After the occupation of Yugoslavia in 1941, he left Belgrade and returned to his home region, where he immediately joined the preparations for organizing an uprising. In the autumn of 1941, when the Sjenica Partisan Company was formed, he became the deputy political commissar. From the first battles, he distinguished himself with bravery, especially during the attack on Sjenica on December 22, 1941. When the First Zlatar Battalion was formed in February 1942, he was appointed deputy political commissar of the battalion.

When the 3rd Proletarian Sandžak Strike Brigade was formed from the Sandžak battalions on June 5, 1942, near Foča, he was appointed deputy political commissar of its First Battalion. After the death of Rifat Burdžović in October 1942, he was appointed deputy political commissar of the brigade.

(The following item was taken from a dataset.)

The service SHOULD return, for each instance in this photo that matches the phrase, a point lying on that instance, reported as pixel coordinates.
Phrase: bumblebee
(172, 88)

From June 1942 to April 1943, he followed the war path of the Third Sandžak Brigade and participated in many battles, during which he stood out as a brave fighter and a capable military and political leader.

At the end of May 1943, by decision of the Central Committee of the CPY, he left the brigade and took over the function of secretary of the Regional Committee of the CPY for Sandžak. After a few days, with about thirty fighters, he set off from the area of Nedajno, near Plužine, toward Sandžak. Immediately upon taking office as secretary of the Regional Committee, he developed intense party activity—restoring District Committees and forming new party organizations. These party activists carried out armed actions against the occupiers and quislings. The Regional Committee, under his leadership, organized the acceptance and gathering of the Third Sandžak Brigade, which returned to Sandžak after the Battle of Sutjeska.

In mid-August 1943, near the village of Krupice, near Pljevlja, he fell into a Chetnik ambush and was killed.

By decree of the Presidium of the National Assembly of the FPR Yugoslavia on December 14, 1949, he was proclaimed a People's Hero.